Well I think the best way to answer this sean is that these MFIs are doing everything they can to achieve operational sustainability. This requires them to put in screening procedures and some degree of "strict rules" in order to prevent deadbeat or delinquent clients from dragging down the rest of the group or the the institution itself. In this respect they are no differant than commercial banks that screen their clients...although they do target a needier segment of society. Microfinance in Africa is a difficult business and there have certainly been attempts at "Cookie cutter" solutions that have failed becuase they were not entirely appropriate for the community they were serving. That being said, there are far more success stories, and far more satisfied clients here, than failures and it is encouraging to see the industry develop further and continue to reach those in need.

12:19 AM  
Anonymous sean said...

okay - I'm not against it - and I'm certainly not trying to compare them to the IMF or big commerical banks...I just don't know.

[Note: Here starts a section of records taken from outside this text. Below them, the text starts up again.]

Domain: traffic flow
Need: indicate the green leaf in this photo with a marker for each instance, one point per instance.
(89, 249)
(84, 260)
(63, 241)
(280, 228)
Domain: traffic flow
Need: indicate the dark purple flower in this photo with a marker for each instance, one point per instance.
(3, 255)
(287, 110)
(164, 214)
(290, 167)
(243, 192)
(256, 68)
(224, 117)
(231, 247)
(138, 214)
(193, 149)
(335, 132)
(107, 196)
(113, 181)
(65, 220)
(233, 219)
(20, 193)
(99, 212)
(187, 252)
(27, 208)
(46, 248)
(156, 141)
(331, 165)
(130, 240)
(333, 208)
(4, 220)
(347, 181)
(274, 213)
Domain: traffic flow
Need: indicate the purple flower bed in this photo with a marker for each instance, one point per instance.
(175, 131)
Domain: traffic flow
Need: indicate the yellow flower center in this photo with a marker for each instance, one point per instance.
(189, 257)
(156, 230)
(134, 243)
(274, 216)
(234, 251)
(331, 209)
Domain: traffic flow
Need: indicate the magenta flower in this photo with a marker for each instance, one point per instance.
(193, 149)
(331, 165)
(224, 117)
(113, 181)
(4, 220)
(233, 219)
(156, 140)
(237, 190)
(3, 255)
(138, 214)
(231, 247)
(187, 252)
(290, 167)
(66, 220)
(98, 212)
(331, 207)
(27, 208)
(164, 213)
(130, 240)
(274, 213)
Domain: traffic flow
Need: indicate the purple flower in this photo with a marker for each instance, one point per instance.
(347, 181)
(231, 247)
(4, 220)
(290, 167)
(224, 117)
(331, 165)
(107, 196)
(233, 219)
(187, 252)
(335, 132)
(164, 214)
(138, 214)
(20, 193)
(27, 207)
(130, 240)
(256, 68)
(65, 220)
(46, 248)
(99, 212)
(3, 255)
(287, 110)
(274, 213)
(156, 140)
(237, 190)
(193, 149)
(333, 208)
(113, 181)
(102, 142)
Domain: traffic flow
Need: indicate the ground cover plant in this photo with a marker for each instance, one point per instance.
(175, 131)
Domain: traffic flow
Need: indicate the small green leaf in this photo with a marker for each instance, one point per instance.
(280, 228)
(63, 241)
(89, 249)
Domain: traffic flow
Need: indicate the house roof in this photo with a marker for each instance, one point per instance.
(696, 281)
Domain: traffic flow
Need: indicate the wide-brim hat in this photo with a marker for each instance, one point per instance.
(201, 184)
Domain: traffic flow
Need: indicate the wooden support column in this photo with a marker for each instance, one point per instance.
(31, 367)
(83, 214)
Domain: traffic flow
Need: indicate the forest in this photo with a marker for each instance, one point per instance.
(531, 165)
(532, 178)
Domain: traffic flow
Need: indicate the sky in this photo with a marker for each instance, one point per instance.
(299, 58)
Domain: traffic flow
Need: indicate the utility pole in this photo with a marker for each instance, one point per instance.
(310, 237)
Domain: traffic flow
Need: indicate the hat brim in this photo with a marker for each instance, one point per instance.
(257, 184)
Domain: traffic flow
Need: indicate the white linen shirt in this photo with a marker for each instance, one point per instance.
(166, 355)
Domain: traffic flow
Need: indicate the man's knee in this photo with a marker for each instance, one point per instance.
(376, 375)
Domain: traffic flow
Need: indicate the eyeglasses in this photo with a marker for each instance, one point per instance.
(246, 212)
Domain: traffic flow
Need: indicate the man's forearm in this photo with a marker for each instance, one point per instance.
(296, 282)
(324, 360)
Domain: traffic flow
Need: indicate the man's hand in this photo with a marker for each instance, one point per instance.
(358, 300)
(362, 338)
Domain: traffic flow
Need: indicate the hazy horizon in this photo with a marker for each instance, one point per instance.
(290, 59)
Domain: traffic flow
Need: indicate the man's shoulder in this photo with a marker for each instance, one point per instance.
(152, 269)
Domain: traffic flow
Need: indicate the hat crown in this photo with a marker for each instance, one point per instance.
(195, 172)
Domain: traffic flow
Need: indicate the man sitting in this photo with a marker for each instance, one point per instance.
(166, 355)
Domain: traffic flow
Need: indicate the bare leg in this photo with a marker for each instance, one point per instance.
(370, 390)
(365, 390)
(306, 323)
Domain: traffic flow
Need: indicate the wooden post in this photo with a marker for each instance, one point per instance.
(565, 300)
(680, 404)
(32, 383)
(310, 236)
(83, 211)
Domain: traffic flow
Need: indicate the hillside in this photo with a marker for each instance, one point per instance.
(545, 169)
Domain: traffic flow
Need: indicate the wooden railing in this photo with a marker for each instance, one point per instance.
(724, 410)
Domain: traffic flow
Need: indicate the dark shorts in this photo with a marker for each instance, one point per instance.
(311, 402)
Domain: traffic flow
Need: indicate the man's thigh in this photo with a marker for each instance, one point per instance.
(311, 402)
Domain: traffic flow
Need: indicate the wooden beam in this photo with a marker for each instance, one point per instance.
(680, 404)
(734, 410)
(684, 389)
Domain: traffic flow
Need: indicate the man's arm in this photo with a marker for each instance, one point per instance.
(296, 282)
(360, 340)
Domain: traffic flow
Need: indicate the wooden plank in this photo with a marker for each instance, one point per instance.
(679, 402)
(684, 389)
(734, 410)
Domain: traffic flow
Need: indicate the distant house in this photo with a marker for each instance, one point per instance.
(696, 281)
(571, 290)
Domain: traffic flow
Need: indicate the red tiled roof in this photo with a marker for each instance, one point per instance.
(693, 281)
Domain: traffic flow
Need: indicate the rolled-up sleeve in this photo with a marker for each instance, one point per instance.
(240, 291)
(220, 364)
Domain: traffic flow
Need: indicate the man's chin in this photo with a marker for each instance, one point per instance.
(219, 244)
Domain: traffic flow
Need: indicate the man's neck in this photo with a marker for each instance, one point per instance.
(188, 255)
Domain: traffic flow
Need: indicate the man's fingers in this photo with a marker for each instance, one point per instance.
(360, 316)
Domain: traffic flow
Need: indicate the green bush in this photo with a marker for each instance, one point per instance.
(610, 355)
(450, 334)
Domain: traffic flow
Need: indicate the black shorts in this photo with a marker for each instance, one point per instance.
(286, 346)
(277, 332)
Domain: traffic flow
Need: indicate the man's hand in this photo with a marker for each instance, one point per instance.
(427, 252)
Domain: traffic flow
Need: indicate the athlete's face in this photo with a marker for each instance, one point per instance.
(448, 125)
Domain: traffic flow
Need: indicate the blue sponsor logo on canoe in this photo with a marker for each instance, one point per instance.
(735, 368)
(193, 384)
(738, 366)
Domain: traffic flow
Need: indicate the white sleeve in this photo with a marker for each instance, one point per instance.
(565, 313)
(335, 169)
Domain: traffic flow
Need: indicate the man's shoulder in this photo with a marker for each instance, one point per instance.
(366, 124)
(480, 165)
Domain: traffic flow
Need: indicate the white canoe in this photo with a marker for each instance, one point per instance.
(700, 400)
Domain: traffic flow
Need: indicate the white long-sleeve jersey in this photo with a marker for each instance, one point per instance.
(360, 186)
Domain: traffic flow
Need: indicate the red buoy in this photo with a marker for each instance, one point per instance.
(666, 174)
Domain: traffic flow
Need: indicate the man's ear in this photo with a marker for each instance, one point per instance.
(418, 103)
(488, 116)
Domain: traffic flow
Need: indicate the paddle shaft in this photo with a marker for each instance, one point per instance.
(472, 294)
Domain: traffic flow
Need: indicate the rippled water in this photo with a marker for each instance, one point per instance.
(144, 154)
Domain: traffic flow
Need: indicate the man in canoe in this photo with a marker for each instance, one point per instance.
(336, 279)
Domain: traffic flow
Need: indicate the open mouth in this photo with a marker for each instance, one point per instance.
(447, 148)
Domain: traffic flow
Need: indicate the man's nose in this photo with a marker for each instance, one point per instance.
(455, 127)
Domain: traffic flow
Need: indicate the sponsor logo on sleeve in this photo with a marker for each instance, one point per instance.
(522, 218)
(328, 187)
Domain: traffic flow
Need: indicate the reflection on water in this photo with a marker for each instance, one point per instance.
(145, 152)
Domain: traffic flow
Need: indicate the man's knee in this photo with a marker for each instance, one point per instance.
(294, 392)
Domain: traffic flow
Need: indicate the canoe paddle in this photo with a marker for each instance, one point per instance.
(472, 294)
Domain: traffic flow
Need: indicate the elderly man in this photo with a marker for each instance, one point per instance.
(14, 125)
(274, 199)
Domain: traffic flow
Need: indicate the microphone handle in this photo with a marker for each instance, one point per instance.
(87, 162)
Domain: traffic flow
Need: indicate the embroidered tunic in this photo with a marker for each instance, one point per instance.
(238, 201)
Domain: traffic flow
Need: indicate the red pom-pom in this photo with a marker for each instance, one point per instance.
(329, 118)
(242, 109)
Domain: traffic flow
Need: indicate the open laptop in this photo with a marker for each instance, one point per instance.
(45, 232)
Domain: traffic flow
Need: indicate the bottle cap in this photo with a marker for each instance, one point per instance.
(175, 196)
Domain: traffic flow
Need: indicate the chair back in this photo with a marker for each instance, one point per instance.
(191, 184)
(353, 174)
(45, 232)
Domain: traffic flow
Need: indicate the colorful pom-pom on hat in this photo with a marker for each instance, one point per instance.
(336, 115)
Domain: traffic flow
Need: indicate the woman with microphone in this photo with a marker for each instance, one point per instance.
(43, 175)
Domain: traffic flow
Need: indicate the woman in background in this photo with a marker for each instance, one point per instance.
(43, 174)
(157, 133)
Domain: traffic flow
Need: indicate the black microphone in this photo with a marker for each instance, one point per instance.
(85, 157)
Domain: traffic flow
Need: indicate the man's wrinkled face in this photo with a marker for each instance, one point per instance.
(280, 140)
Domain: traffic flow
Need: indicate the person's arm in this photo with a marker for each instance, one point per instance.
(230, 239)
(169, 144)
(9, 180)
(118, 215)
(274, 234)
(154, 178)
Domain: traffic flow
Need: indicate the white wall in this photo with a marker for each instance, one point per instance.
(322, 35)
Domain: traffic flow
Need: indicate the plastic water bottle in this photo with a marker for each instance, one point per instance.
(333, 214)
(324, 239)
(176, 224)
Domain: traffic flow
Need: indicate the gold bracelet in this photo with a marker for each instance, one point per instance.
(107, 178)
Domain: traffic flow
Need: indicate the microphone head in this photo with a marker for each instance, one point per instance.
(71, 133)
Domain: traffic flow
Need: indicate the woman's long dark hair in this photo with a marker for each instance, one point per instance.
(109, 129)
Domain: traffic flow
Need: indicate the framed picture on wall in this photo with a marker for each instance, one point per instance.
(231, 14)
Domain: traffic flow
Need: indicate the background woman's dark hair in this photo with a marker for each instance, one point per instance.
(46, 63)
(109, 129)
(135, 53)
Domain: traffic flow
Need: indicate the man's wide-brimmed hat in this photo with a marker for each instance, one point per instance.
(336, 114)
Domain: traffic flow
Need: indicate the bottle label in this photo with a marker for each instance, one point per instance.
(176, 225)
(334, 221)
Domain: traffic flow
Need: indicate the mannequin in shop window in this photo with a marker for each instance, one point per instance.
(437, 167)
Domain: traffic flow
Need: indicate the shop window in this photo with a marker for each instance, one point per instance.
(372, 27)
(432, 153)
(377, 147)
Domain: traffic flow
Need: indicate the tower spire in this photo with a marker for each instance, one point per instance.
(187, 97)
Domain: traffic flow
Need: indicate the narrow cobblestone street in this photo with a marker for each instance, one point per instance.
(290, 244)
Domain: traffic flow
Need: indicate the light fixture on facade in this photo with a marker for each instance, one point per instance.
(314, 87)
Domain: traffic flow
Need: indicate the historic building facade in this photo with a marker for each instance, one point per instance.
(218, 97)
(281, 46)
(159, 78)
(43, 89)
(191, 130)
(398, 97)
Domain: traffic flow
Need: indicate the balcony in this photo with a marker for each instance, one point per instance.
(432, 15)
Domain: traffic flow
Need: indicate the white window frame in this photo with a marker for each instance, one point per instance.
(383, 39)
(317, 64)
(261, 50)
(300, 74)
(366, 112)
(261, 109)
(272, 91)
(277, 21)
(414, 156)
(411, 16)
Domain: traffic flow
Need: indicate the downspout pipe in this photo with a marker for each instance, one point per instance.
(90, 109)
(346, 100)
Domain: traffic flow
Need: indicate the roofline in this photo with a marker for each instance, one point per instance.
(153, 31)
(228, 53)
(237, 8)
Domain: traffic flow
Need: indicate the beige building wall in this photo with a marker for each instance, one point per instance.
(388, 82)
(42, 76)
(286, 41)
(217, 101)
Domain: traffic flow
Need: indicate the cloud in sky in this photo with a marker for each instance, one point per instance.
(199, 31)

What do YOU think is the best way to set up the support/loan system? I imagine you've observed good and bad qualities in each of the MFIs you've worked with, any thoughts? ...or is not your mandate to evaluate the organizational structure of these MFIs?

9:49 AM  
Anonymous sean said...

To clarify: not against the rules or their practices - would be pretty friggin' high and mighty of me to weigh in on something of which I know absolutely nothing about. (Proof that people can change!)

9:50 AM  
Blogger jpmozambique said...

sean I really think that it is conditional to the financial needs and capabilities of the target community...and as for my beleifs on the best microfinance structure, the jury is still out on that one I'm afraid. There is still so much for me to learn before I could make a judgement call like that.

4:49 AM  
Anonymous sean said...

does it hurt?... you know, sittin gon the fence - ever experience tearing of any kind?

Jokes - okay, this obviously is something that you'll have to explain to me over a (dozen?) standards!

11:54 AM  
Blogger jpmozambique said...

you name the place and time my friend and i'll be there...perhaps ol JB will have to accompany us as well!!